FAQs

Q: How to run a processing on the ANITI compute cluster?

A: You need to SSH into the machine "isis.aniti.fr" (port 22) and send a batch file with the "sbatch" command. Consult the SLURM documentation for detailed information.

Q: My Job is running correctly and my data is being processed correctly. Why does it appear as "Failed" in the end email and the sacct command?

A: One possible reason is:

The success or failure of any shell command (standard command, script, function, program...) is determined by its return code (exit code); zero (0) indicates success and ">0" indicates failure. In a shell script (like Batch Slurm), the script's exit code is determined by the exit-code of its last statement or command executed.

For example, if the end of a script is:

# Tests whether /some/file exists or not

if [[ -f '/some/file' ]]; then
    echo "=> Do something"
fi
  • If the file exists, the last command is "echo", which will return 0/Success.

  • If it does not exist, the last command executed is the test "-f" from file which returns 1/Failed. No other command not being evaluated, the whole script will return 1/Failed.

Solution: Add "exit 0" explicitly in cases where the script "passes" even if the previous test or command fails.

Q: I need to run a lot of similar jobs, how To do ?

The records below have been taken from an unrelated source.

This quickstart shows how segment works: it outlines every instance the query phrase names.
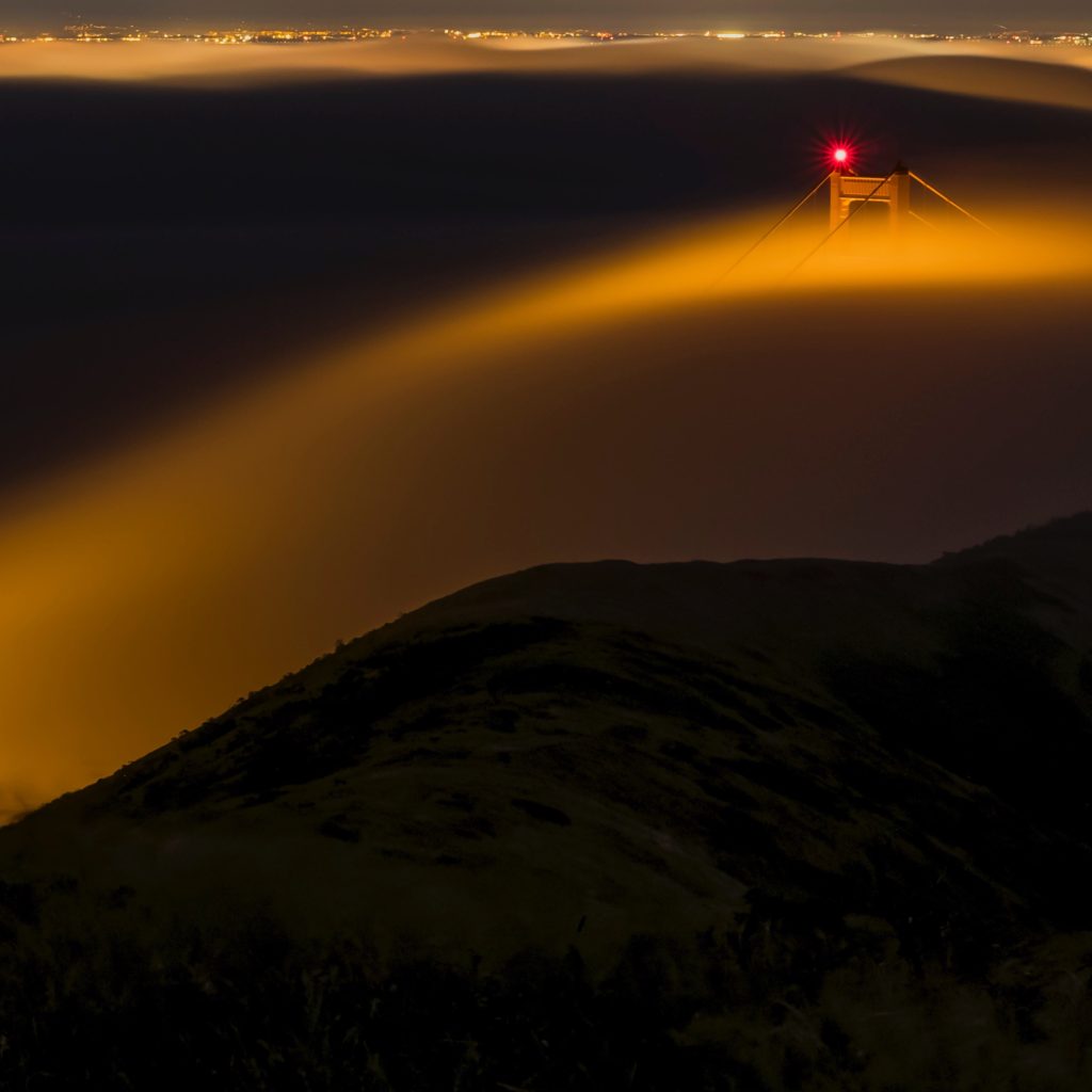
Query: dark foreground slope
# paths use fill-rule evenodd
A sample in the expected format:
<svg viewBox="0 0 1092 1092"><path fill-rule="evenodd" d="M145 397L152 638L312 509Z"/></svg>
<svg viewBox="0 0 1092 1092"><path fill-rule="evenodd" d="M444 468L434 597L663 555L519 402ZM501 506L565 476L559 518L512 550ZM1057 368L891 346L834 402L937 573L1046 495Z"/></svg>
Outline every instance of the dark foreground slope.
<svg viewBox="0 0 1092 1092"><path fill-rule="evenodd" d="M550 566L0 832L0 1085L1077 1089L1092 517Z"/></svg>

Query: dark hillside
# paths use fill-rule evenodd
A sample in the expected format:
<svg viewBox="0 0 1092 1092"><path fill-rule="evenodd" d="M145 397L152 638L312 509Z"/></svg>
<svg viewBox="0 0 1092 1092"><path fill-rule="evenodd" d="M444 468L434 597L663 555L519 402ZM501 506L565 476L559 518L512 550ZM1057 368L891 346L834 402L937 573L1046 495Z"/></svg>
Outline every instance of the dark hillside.
<svg viewBox="0 0 1092 1092"><path fill-rule="evenodd" d="M1090 546L550 566L341 648L0 832L0 1084L1087 1087Z"/></svg>

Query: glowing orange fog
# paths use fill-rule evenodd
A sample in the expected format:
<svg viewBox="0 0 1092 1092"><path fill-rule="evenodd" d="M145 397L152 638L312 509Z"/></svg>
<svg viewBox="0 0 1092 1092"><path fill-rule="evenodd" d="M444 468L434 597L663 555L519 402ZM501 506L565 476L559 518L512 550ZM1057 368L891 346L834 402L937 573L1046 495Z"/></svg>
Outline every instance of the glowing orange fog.
<svg viewBox="0 0 1092 1092"><path fill-rule="evenodd" d="M776 212L423 313L9 498L0 805L506 570L924 560L1087 503L1087 225L862 234L786 280L808 222L726 273Z"/></svg>

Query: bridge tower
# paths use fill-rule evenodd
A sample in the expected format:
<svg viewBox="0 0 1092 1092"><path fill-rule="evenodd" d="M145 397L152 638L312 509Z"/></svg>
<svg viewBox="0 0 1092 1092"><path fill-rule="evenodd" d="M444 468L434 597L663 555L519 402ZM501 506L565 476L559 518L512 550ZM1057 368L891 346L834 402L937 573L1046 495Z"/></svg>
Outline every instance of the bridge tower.
<svg viewBox="0 0 1092 1092"><path fill-rule="evenodd" d="M887 178L866 178L833 170L830 176L830 229L836 232L850 215L853 206L867 201L886 204L891 230L901 236L910 222L910 169L899 164ZM844 235L844 233L842 233Z"/></svg>

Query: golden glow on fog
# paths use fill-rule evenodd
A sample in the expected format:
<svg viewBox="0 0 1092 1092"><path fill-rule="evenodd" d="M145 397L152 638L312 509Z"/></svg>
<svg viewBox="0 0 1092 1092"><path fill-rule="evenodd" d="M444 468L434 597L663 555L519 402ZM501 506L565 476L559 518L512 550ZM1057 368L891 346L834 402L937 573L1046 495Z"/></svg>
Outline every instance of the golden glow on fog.
<svg viewBox="0 0 1092 1092"><path fill-rule="evenodd" d="M900 293L942 301L956 286L1010 283L1048 296L1092 276L1092 232L1071 222L1034 230L1002 223L997 238L925 233L898 253L858 240L786 281L816 237L814 225L797 227L725 275L771 214L693 225L418 316L10 500L0 513L7 784L40 797L109 772L334 638L474 579L557 558L640 554L640 508L629 532L609 512L561 525L560 511L597 503L582 498L561 448L537 454L541 477L520 495L523 510L499 510L490 483L509 458L498 447L508 442L505 411L487 417L488 435L462 424L506 384L545 384L568 393L541 410L529 401L531 417L512 423L511 440L518 446L526 426L563 444L570 423L551 416L556 406L579 420L589 391L617 381L609 346L631 323L677 328L682 356L630 361L634 375L669 375L693 351L685 347L688 316L712 308L731 334L717 352L732 371L796 352L793 324L808 300L844 313L847 336L864 348L886 340L885 307ZM558 341L565 352L551 349ZM681 427L669 413L649 413L652 437ZM594 431L584 435L594 442ZM771 452L782 441L773 435ZM625 475L627 458L641 455L609 458ZM749 458L753 475L771 473L765 454ZM747 474L725 472L740 482ZM771 503L784 488L775 477L763 484ZM704 507L680 517L673 541L687 541L686 521L705 519ZM746 537L721 542L723 550L762 548ZM670 556L669 546L658 549Z"/></svg>

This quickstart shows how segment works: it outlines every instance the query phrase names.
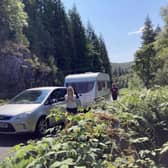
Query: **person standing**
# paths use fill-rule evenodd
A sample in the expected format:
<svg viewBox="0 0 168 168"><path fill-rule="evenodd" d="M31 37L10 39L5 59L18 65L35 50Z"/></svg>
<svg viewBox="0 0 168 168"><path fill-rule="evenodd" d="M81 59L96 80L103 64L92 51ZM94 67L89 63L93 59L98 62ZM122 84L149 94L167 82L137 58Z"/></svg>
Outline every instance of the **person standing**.
<svg viewBox="0 0 168 168"><path fill-rule="evenodd" d="M67 88L67 94L65 95L66 101L66 110L69 113L76 114L77 113L77 98L74 93L74 89L71 86Z"/></svg>
<svg viewBox="0 0 168 168"><path fill-rule="evenodd" d="M118 89L117 85L114 83L112 84L111 94L112 94L113 100L117 100L118 94L119 94L119 89Z"/></svg>

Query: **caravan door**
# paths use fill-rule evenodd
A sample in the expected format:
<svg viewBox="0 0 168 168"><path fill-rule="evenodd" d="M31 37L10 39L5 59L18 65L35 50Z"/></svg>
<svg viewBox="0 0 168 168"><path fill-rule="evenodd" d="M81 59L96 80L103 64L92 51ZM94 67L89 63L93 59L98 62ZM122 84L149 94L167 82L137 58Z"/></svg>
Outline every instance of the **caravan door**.
<svg viewBox="0 0 168 168"><path fill-rule="evenodd" d="M83 107L89 106L95 99L95 81L66 83L66 86L72 86L77 91Z"/></svg>

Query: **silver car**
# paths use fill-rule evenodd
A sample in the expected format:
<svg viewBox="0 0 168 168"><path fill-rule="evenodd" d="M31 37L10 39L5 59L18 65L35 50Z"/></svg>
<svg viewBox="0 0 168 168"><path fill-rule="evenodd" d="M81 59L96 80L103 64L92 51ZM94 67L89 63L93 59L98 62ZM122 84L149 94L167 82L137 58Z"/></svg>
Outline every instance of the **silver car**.
<svg viewBox="0 0 168 168"><path fill-rule="evenodd" d="M0 106L0 133L44 135L55 122L46 116L55 106L65 107L65 94L65 87L40 87L21 92L10 103Z"/></svg>

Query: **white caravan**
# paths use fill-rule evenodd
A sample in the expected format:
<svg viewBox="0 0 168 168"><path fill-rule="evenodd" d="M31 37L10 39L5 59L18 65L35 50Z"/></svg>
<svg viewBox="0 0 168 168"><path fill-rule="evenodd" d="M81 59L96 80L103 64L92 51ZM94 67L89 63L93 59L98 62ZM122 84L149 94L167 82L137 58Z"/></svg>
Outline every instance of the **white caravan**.
<svg viewBox="0 0 168 168"><path fill-rule="evenodd" d="M72 86L77 93L83 107L88 107L99 97L110 99L110 78L106 73L82 73L65 77L64 86Z"/></svg>

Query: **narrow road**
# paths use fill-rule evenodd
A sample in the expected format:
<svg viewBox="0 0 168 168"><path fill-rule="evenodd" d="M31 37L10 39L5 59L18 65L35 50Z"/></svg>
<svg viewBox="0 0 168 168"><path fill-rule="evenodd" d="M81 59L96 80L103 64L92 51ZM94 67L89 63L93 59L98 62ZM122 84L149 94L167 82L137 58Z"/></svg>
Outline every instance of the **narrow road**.
<svg viewBox="0 0 168 168"><path fill-rule="evenodd" d="M11 155L12 148L20 143L35 139L32 134L0 135L0 161Z"/></svg>

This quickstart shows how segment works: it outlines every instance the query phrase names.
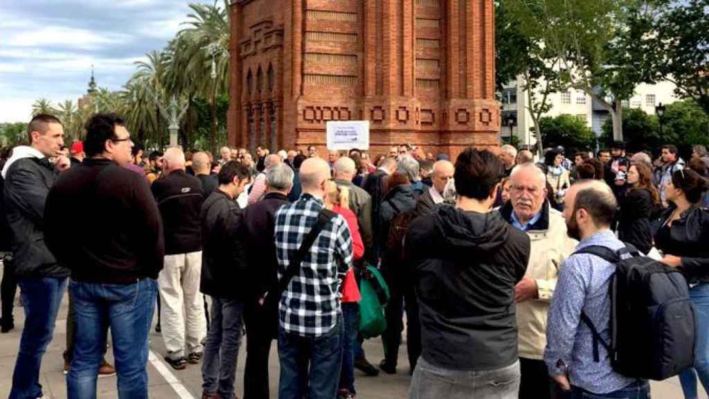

A: The easiest way is to create a Job Array.

Q: I requested N Tasks of C CPUs in my batch but my Job never uses more C CPUs at the same time!

A: Have you created Job Steps? If more than one Task is requested but no Step is explicitly declared, the total allocation WILL NOT EXCEED 1 Task ( CPUs)!

Q: I am trying to run Job Steps in parallel but they run one after the other!

A: To run Job Steps in parallel, you need to run the srun command in "background" by adding '&' at the end of the line.

Q: I am trying to run Job Steps in parallel but they are not executed, the Batch stops immediately!

A: Once the Job Steps have been declared, it is essential to use the "wait" command to make the parent process (the Job) wait for the end execution of child processes (Steps).

Q: In my "output" file, Slurm gives me the Warning: "srun: Warning: can't run 2 processes on 4 nodes, setting nnodes to 2."

A: When running a Job Step with "srun", the parameter "-n" (ntasks) must be greater than or equal to "-N" (nodes), otherwise Slurm displays this warning and reduces -N to -n.